Adams K F, Dunlap S H, Sueta C A, Clarke S W, Patterson J H, Blauwet M B, Jensen L R, Tomasko L, Koch G
Department of Medicine, School of Medicine, University of North Carolina at Chapel Hill 27599-7075, USA.
J Am Coll Cardiol. 1996 Dec;28(7):1781-8. doi: 10.1016/S0735-1097(96)00380-4.
This study investigated the relation between gender, etiology and survival in patients with symptomatic heart failure.
Previous work provides conflicting results concerning the relation between gender, clinical characteristics and survival in patients with heart failure.
We examined the relation of these factors in 557 patients (380 men, 177 women) who had symptomatic heart failure, predominantly nonischemic in origin (68%) and typically associated with severe left ventricular dysfunction.

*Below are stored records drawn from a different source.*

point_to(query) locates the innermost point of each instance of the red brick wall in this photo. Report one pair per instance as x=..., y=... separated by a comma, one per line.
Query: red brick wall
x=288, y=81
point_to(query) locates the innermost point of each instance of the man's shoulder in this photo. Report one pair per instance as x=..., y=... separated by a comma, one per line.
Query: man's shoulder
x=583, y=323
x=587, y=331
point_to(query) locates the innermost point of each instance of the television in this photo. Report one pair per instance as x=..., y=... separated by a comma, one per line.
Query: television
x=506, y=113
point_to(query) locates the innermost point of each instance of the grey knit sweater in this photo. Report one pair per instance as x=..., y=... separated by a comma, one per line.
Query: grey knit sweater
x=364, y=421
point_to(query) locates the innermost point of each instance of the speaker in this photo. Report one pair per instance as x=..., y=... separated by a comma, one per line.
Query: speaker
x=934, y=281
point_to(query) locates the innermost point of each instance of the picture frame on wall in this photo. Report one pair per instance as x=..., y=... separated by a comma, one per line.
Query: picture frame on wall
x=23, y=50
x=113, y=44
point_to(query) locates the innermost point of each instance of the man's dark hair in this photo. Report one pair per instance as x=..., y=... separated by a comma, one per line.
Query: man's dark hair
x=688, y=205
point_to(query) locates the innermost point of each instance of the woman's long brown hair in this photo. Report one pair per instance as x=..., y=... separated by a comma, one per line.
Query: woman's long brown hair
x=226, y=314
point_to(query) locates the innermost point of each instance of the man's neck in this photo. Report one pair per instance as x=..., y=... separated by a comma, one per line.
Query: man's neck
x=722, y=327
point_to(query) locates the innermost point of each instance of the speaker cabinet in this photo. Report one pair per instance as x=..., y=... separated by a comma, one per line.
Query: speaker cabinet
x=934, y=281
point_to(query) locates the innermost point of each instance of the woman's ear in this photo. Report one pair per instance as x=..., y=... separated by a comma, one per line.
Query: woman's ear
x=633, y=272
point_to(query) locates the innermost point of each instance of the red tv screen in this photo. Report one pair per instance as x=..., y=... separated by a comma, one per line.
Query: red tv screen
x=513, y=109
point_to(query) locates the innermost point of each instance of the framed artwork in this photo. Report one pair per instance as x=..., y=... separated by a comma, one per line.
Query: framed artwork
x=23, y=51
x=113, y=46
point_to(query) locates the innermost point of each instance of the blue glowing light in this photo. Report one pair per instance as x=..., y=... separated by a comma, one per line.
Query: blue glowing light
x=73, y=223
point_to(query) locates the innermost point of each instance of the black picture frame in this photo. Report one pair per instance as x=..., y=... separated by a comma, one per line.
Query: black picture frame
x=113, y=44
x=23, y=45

Follow-up data were available in 99% of patients (mean follow-up period 2.4 years, range 1 day to 10 years) after study entry, and 201 patients reached the primary study end point of all-cause mortality. By life-table analysis, women were significantly less likely to reach this primary end point than men (p < 0.001). A significant association was found between female gender and better survival (p < 0.001), which depended on the primary etiology of heart failure (p = 0.008 for the gender-etiology interaction) but not on baseline ventricular function. Women survived longer than men when heart failure was due to nonischemic causes (men vs. women: relative risk [RR] 2.36, 95% confidence interval [CI] 1.59 to 3.51, p < 0.001). In contrast, outcome appeared similar when heart failure was due to ischemic heart disease (men vs. women: RR 0.85, 95% CI 0.45 to 1.61, p = 0.651).
Women with heart failure due to nonischemic causes had significantly better survival than men with or without coronary disease as their primary cause of heart failure.